Ex-ante exclusion criteria: => Anthropogenic climate change – Extraction of fossil fuels – Operation of fossil-fuel power stations – Production of cars and aircrafts - Airlines => Endangerment of the Earth's atmosphere – Production of substances that deplete the ozone layer => Loss of biodiversity – not sustainable forestry – not sustainable fishery and fish farming – not sustainable palm-oil plantations – Genetic engineering => Threat to society and health – Nuclear energy – Production of arms and war material – Production of tobacco and smoking – Exploitative child labour.
The application of the exclusion criteria is followed by a sector analysis: The aim is to extract those companies in their respective industries and regions that set an example by excelling at taking responsible actions in terms of environmental protection, social and governance issues. The selection of is based on a multi-step process. The quantitative analysis compares roughly 50 environmental, social and corporate governance indicators. The data is obtained from specialized providers (such as Asset4, Trucost, MSCI ESG Research & Governance Metrics or RepRisk). Then, we carry out a qualitative product and sector analysis, which is mainly built on the know-how, experience and industry-specific knowledge of our analysts.

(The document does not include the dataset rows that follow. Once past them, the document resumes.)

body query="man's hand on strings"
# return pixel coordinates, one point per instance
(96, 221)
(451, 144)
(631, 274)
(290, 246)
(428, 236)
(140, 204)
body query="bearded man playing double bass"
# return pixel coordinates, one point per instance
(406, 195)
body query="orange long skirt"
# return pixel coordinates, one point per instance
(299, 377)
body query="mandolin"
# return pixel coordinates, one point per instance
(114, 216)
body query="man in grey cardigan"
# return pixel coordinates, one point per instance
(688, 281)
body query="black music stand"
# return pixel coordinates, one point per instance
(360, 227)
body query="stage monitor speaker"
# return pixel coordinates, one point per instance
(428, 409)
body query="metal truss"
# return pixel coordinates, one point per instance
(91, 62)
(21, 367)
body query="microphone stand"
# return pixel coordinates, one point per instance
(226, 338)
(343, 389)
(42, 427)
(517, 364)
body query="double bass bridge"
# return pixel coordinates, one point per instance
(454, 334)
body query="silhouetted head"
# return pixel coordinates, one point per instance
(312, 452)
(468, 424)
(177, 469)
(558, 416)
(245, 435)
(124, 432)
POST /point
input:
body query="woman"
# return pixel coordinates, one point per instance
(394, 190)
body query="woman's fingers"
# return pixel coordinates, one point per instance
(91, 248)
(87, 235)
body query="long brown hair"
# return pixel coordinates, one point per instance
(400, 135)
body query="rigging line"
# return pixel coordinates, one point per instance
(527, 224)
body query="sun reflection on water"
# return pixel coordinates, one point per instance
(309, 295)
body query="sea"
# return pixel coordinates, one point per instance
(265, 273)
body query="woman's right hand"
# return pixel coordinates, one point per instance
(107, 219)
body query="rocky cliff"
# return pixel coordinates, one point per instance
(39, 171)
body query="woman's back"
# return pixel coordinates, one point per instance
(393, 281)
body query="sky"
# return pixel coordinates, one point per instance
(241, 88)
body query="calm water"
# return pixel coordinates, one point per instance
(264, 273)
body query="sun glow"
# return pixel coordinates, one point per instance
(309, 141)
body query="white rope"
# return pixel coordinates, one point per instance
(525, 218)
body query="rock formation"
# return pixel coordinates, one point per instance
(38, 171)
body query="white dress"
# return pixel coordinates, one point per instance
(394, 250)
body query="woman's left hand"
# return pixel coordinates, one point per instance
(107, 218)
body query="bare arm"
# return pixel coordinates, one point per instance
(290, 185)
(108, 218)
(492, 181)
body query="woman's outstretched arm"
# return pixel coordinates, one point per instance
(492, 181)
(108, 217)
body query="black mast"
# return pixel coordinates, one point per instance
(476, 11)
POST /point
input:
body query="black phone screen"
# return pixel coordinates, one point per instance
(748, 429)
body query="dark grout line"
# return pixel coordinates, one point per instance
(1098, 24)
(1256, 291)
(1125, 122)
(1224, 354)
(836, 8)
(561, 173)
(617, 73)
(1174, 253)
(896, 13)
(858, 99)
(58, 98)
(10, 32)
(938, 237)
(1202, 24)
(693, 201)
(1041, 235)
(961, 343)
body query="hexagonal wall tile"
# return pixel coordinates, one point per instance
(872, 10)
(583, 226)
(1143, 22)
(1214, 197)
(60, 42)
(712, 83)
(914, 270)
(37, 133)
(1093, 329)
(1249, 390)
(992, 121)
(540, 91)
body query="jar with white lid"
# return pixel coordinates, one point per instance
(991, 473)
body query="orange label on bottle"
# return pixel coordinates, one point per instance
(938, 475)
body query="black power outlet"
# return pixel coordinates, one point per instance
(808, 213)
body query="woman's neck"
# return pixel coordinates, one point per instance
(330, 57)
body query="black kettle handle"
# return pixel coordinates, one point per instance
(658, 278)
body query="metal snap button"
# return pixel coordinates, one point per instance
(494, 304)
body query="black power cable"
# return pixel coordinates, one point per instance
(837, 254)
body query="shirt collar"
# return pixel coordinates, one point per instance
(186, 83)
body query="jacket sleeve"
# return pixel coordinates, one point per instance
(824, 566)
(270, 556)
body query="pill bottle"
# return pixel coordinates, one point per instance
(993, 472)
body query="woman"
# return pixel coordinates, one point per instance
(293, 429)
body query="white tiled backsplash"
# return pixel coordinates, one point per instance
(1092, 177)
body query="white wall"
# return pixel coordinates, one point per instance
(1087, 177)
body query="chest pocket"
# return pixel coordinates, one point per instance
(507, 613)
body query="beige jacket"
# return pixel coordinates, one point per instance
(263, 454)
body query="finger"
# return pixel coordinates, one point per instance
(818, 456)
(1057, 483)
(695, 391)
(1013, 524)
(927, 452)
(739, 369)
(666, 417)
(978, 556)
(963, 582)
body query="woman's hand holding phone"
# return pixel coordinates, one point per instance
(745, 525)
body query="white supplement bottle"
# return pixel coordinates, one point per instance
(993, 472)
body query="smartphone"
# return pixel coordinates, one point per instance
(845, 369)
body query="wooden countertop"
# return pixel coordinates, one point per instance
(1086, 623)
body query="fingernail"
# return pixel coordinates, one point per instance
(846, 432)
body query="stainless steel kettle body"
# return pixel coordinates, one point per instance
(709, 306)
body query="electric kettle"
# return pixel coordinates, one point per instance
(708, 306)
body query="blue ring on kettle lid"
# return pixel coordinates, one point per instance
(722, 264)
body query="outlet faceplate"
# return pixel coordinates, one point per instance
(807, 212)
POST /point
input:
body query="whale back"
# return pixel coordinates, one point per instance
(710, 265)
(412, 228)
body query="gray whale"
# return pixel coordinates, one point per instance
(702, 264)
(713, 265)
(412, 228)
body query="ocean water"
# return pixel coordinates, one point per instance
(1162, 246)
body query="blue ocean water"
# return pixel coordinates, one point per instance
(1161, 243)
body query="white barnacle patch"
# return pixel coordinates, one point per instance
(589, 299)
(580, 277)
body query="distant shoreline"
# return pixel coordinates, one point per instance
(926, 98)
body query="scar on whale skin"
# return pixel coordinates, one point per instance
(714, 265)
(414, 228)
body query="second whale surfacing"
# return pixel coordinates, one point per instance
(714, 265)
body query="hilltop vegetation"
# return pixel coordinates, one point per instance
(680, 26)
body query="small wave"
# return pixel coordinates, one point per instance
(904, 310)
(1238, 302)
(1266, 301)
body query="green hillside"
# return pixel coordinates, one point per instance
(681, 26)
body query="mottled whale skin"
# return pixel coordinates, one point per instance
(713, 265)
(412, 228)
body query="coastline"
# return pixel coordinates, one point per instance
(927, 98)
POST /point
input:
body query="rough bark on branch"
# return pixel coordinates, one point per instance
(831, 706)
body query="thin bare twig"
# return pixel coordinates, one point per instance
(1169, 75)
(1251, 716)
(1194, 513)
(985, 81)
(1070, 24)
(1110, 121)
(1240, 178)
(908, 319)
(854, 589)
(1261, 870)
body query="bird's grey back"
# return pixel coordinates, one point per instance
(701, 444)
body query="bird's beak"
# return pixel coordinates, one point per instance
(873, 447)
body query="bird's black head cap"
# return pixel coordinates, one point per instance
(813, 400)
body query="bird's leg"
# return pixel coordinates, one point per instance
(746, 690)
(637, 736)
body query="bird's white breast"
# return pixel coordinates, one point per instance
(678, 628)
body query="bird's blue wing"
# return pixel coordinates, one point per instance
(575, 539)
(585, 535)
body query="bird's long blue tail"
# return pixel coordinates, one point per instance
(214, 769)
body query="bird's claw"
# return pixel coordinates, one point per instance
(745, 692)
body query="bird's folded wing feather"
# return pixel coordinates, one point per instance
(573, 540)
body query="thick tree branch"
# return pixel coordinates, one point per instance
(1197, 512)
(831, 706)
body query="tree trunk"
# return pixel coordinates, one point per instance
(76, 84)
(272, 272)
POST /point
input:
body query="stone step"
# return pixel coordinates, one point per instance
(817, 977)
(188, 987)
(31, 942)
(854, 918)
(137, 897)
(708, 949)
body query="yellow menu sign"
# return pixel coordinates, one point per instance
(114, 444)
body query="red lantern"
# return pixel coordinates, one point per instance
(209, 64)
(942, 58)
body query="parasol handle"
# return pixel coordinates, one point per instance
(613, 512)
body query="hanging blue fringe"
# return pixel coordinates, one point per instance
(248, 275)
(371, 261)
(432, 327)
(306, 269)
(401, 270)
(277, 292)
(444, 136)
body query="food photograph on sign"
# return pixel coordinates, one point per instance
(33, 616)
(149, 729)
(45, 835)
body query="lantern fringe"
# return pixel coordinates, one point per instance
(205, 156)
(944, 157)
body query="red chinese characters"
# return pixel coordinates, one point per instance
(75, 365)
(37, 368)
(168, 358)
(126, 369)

The sector analysis is followed by a fundamental stock analysis with a strong focus on companies with a high "sustainability impact". The following investment opportunities were defined: Energy: Renewable energy, energy efficiency. Sustainable Mobility: Public transport, Individual transport. Knowledge: Education/Research, Interlinking. Health: Access to basic health supply, Preservation of health. Finance: Access to financial services, Financial infrastructure. Resources: Efficient use of water, resource efficiency.
We offer products on single topics (e.g. water, resource eficency, energy efficency, sustainable mobility, climate change, wind, solar...) as well as a multi thematic funds.